A 63 ans, marié à une femme que j’aime, j’ai passé l’âge d’aller draguer les beaux mecs dans la forêt, me direz-vous ? Oui, mais voilà : j’ai encore besoin de ces escapades amoureuses et j’ai la chance de continuer à séduire, bien entretenu par une pratique sportive assidue.
Je vous livre donc ma dernière expérience, vécue à la faveur d’un entraînement de course à pied dans ce coin de forêt, au centre de la France, où la communauté gay et bi a pris l’habitude de se retrouver, depuis des décennies.
En mai, fais ce qu’il te plaît ! Certes, je suis parti courir un peu tard, mais avec l’heure d’été, je ne risque pas d’être pris par la nuit. En outre, l’endroit est mieux fréquenté en début de soirée, quand les actifs rentrent du travail.
Me voilà donc parti pour une petite boucle d’une heure qui me permet de passer à deux reprises par un parking où j’effectue mes repérages. Et là, bingo ! Adossé à son véhicule utilitaire, immatriculé en 69, cela ne s’invente pas… se tient un bel homme au regard envoûtant. Grand et mince, la cinquantaine, des cheveux poivre et sel… et surtout des yeux bleus qui illuminent son visage. Mais en bon marathonien, je m’interdis d’interrompre mon entraînement. Et j’espère que l’objet de mon désir sera encore là quand j’en aurai fini…
C’est mon jour de chance.
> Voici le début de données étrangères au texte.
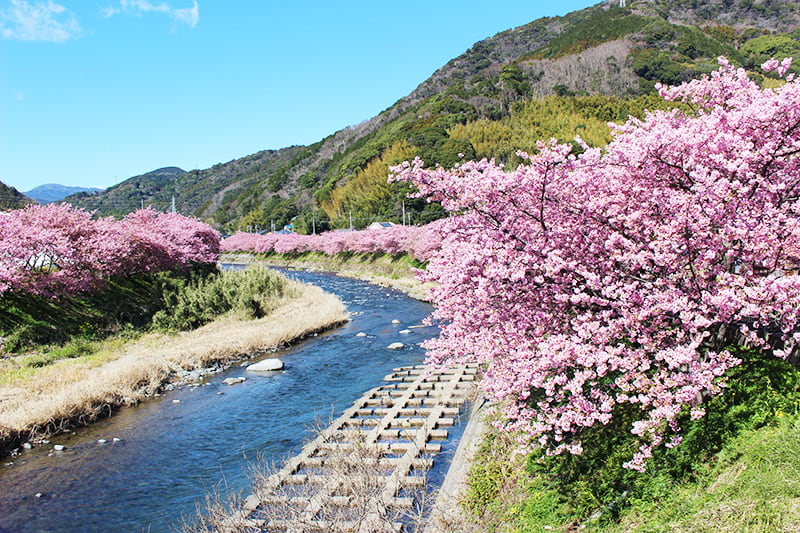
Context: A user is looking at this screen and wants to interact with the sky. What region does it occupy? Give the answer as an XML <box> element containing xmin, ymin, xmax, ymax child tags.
<box><xmin>1</xmin><ymin>0</ymin><xmax>598</xmax><ymax>193</ymax></box>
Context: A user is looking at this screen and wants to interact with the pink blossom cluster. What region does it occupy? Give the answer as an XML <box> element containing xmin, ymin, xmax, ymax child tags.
<box><xmin>0</xmin><ymin>204</ymin><xmax>220</xmax><ymax>298</ymax></box>
<box><xmin>221</xmin><ymin>222</ymin><xmax>445</xmax><ymax>261</ymax></box>
<box><xmin>391</xmin><ymin>57</ymin><xmax>800</xmax><ymax>470</ymax></box>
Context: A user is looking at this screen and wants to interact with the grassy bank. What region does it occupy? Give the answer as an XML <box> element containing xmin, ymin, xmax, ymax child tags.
<box><xmin>220</xmin><ymin>251</ymin><xmax>435</xmax><ymax>302</ymax></box>
<box><xmin>460</xmin><ymin>347</ymin><xmax>800</xmax><ymax>533</ymax></box>
<box><xmin>0</xmin><ymin>267</ymin><xmax>348</xmax><ymax>455</ymax></box>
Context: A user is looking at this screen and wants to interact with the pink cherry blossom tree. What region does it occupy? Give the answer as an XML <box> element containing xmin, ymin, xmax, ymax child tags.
<box><xmin>391</xmin><ymin>57</ymin><xmax>800</xmax><ymax>470</ymax></box>
<box><xmin>0</xmin><ymin>204</ymin><xmax>220</xmax><ymax>298</ymax></box>
<box><xmin>221</xmin><ymin>224</ymin><xmax>434</xmax><ymax>259</ymax></box>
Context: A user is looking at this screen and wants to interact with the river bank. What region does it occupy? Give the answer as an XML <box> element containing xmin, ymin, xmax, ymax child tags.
<box><xmin>1</xmin><ymin>269</ymin><xmax>443</xmax><ymax>533</ymax></box>
<box><xmin>223</xmin><ymin>252</ymin><xmax>490</xmax><ymax>530</ymax></box>
<box><xmin>221</xmin><ymin>251</ymin><xmax>435</xmax><ymax>302</ymax></box>
<box><xmin>0</xmin><ymin>279</ymin><xmax>348</xmax><ymax>456</ymax></box>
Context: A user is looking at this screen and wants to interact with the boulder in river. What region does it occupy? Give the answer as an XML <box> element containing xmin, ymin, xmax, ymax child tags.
<box><xmin>391</xmin><ymin>319</ymin><xmax>401</xmax><ymax>324</ymax></box>
<box><xmin>387</xmin><ymin>342</ymin><xmax>405</xmax><ymax>350</ymax></box>
<box><xmin>355</xmin><ymin>332</ymin><xmax>367</xmax><ymax>337</ymax></box>
<box><xmin>223</xmin><ymin>377</ymin><xmax>246</xmax><ymax>385</ymax></box>
<box><xmin>247</xmin><ymin>358</ymin><xmax>284</xmax><ymax>372</ymax></box>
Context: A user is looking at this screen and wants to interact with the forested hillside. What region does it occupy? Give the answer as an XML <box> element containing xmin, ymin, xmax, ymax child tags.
<box><xmin>66</xmin><ymin>0</ymin><xmax>800</xmax><ymax>232</ymax></box>
<box><xmin>0</xmin><ymin>181</ymin><xmax>34</xmax><ymax>210</ymax></box>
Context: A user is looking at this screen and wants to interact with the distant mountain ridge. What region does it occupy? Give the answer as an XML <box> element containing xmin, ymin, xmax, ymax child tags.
<box><xmin>65</xmin><ymin>0</ymin><xmax>800</xmax><ymax>231</ymax></box>
<box><xmin>65</xmin><ymin>166</ymin><xmax>188</xmax><ymax>215</ymax></box>
<box><xmin>25</xmin><ymin>184</ymin><xmax>103</xmax><ymax>204</ymax></box>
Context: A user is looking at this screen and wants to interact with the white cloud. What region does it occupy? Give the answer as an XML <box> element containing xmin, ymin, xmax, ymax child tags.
<box><xmin>171</xmin><ymin>0</ymin><xmax>197</xmax><ymax>28</ymax></box>
<box><xmin>100</xmin><ymin>6</ymin><xmax>119</xmax><ymax>18</ymax></box>
<box><xmin>0</xmin><ymin>0</ymin><xmax>81</xmax><ymax>42</ymax></box>
<box><xmin>104</xmin><ymin>0</ymin><xmax>198</xmax><ymax>28</ymax></box>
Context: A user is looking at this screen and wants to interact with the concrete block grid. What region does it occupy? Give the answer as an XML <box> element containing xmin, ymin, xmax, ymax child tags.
<box><xmin>235</xmin><ymin>364</ymin><xmax>478</xmax><ymax>532</ymax></box>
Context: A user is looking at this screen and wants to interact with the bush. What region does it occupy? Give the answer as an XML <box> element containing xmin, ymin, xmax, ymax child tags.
<box><xmin>152</xmin><ymin>265</ymin><xmax>291</xmax><ymax>331</ymax></box>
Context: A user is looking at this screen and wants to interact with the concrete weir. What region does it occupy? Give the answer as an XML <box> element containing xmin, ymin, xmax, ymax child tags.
<box><xmin>232</xmin><ymin>364</ymin><xmax>478</xmax><ymax>532</ymax></box>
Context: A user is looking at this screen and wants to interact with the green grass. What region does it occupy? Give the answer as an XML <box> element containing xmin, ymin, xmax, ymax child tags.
<box><xmin>0</xmin><ymin>269</ymin><xmax>197</xmax><ymax>352</ymax></box>
<box><xmin>604</xmin><ymin>417</ymin><xmax>800</xmax><ymax>533</ymax></box>
<box><xmin>466</xmin><ymin>347</ymin><xmax>800</xmax><ymax>532</ymax></box>
<box><xmin>0</xmin><ymin>331</ymin><xmax>142</xmax><ymax>386</ymax></box>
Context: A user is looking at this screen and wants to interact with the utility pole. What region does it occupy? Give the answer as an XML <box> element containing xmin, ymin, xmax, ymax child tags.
<box><xmin>349</xmin><ymin>211</ymin><xmax>353</xmax><ymax>230</ymax></box>
<box><xmin>271</xmin><ymin>220</ymin><xmax>275</xmax><ymax>233</ymax></box>
<box><xmin>402</xmin><ymin>200</ymin><xmax>406</xmax><ymax>226</ymax></box>
<box><xmin>141</xmin><ymin>198</ymin><xmax>144</xmax><ymax>210</ymax></box>
<box><xmin>171</xmin><ymin>196</ymin><xmax>176</xmax><ymax>213</ymax></box>
<box><xmin>312</xmin><ymin>215</ymin><xmax>316</xmax><ymax>235</ymax></box>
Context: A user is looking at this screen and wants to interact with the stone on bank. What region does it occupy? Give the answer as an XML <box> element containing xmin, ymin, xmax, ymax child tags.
<box><xmin>247</xmin><ymin>358</ymin><xmax>285</xmax><ymax>372</ymax></box>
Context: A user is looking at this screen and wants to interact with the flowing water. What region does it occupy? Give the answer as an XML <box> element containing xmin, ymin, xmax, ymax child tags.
<box><xmin>0</xmin><ymin>269</ymin><xmax>465</xmax><ymax>533</ymax></box>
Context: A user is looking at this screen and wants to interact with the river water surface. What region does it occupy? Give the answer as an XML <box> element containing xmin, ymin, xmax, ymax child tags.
<box><xmin>0</xmin><ymin>269</ymin><xmax>462</xmax><ymax>533</ymax></box>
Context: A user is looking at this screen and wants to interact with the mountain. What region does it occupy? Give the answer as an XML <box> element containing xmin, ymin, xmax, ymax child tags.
<box><xmin>65</xmin><ymin>166</ymin><xmax>188</xmax><ymax>216</ymax></box>
<box><xmin>0</xmin><ymin>181</ymin><xmax>35</xmax><ymax>210</ymax></box>
<box><xmin>66</xmin><ymin>0</ymin><xmax>800</xmax><ymax>232</ymax></box>
<box><xmin>25</xmin><ymin>184</ymin><xmax>103</xmax><ymax>204</ymax></box>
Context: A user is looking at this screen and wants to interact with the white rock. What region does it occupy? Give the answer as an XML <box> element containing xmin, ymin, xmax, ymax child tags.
<box><xmin>97</xmin><ymin>439</ymin><xmax>107</xmax><ymax>445</ymax></box>
<box><xmin>22</xmin><ymin>442</ymin><xmax>32</xmax><ymax>450</ymax></box>
<box><xmin>387</xmin><ymin>342</ymin><xmax>405</xmax><ymax>350</ymax></box>
<box><xmin>399</xmin><ymin>329</ymin><xmax>411</xmax><ymax>334</ymax></box>
<box><xmin>223</xmin><ymin>377</ymin><xmax>246</xmax><ymax>385</ymax></box>
<box><xmin>172</xmin><ymin>399</ymin><xmax>181</xmax><ymax>404</ymax></box>
<box><xmin>53</xmin><ymin>445</ymin><xmax>65</xmax><ymax>451</ymax></box>
<box><xmin>391</xmin><ymin>319</ymin><xmax>401</xmax><ymax>324</ymax></box>
<box><xmin>355</xmin><ymin>332</ymin><xmax>367</xmax><ymax>337</ymax></box>
<box><xmin>35</xmin><ymin>493</ymin><xmax>43</xmax><ymax>498</ymax></box>
<box><xmin>247</xmin><ymin>358</ymin><xmax>284</xmax><ymax>372</ymax></box>
<box><xmin>112</xmin><ymin>438</ymin><xmax>123</xmax><ymax>443</ymax></box>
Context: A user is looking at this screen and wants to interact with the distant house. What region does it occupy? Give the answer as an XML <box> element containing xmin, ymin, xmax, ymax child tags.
<box><xmin>368</xmin><ymin>222</ymin><xmax>395</xmax><ymax>230</ymax></box>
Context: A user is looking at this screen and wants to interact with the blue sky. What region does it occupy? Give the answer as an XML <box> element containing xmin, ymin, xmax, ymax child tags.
<box><xmin>1</xmin><ymin>0</ymin><xmax>597</xmax><ymax>192</ymax></box>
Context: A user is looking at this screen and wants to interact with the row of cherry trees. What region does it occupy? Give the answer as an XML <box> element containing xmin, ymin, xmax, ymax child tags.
<box><xmin>221</xmin><ymin>222</ymin><xmax>444</xmax><ymax>261</ymax></box>
<box><xmin>391</xmin><ymin>58</ymin><xmax>800</xmax><ymax>470</ymax></box>
<box><xmin>0</xmin><ymin>204</ymin><xmax>220</xmax><ymax>298</ymax></box>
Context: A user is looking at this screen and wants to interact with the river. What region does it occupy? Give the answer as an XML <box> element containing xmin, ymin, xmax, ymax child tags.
<box><xmin>0</xmin><ymin>269</ymin><xmax>463</xmax><ymax>533</ymax></box>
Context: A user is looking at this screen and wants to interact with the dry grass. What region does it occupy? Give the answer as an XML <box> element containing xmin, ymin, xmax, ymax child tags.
<box><xmin>0</xmin><ymin>280</ymin><xmax>348</xmax><ymax>451</ymax></box>
<box><xmin>182</xmin><ymin>422</ymin><xmax>434</xmax><ymax>533</ymax></box>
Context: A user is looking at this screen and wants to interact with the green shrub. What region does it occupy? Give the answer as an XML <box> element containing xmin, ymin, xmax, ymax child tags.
<box><xmin>152</xmin><ymin>265</ymin><xmax>291</xmax><ymax>331</ymax></box>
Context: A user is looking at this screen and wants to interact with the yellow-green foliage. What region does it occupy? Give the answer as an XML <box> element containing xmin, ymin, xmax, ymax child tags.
<box><xmin>321</xmin><ymin>141</ymin><xmax>415</xmax><ymax>220</ymax></box>
<box><xmin>152</xmin><ymin>265</ymin><xmax>292</xmax><ymax>331</ymax></box>
<box><xmin>449</xmin><ymin>94</ymin><xmax>668</xmax><ymax>164</ymax></box>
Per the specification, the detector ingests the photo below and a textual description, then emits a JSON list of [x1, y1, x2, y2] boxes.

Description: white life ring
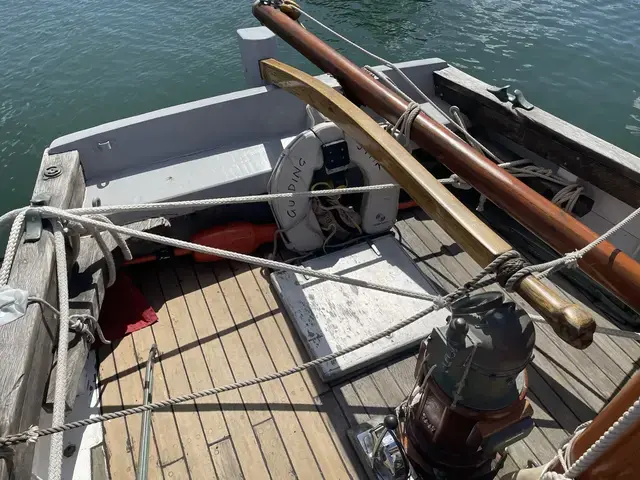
[[268, 122, 399, 252]]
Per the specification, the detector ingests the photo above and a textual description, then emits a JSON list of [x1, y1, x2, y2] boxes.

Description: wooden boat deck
[[97, 208, 640, 479]]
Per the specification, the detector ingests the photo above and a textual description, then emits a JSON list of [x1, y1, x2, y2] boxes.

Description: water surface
[[1, 0, 639, 215]]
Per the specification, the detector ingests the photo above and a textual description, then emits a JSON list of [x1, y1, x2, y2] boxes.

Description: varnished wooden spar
[[259, 58, 594, 348], [567, 370, 640, 478], [253, 2, 640, 315]]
Celui qui pourrait être un artisan n’a pas bougé de place quand je reviens vers lui, en voiture, après un brin de toilette et un changement de tee-shirt. Pour ne pas le mettre mal à l’aise, je décide de stationner un peu plus loin, lui permettant de me rejoindre, s’il le souhaite. Je n’impose pas aux autres ce que je n’apprécie pas, notamment les approches expéditives, voire agressives. Un peu de délicatesse ne nuit pas à la virilité de nos échanges, messieurs ! C’est gagné : il s’approche ; puis, le précédant de quelques mètres, je le guide vers une zone à l’abri des regards indiscrets, surtout à cette saison très verdoyante.
La prise de contact est timide : on s’échange nos prénoms, c’est déjà cela. Éric (un pseudo, pour vous) me semble stressé, car peut-être pressé de rentrer à la maison où Madame l’attend. Comme je le comprends ! Je décide donc de prendre les choses en main en ouvrant son jean et son boxer. Et là, je libère un sexe élégant, à l’image de l’homme, ouvert à ma première fellation.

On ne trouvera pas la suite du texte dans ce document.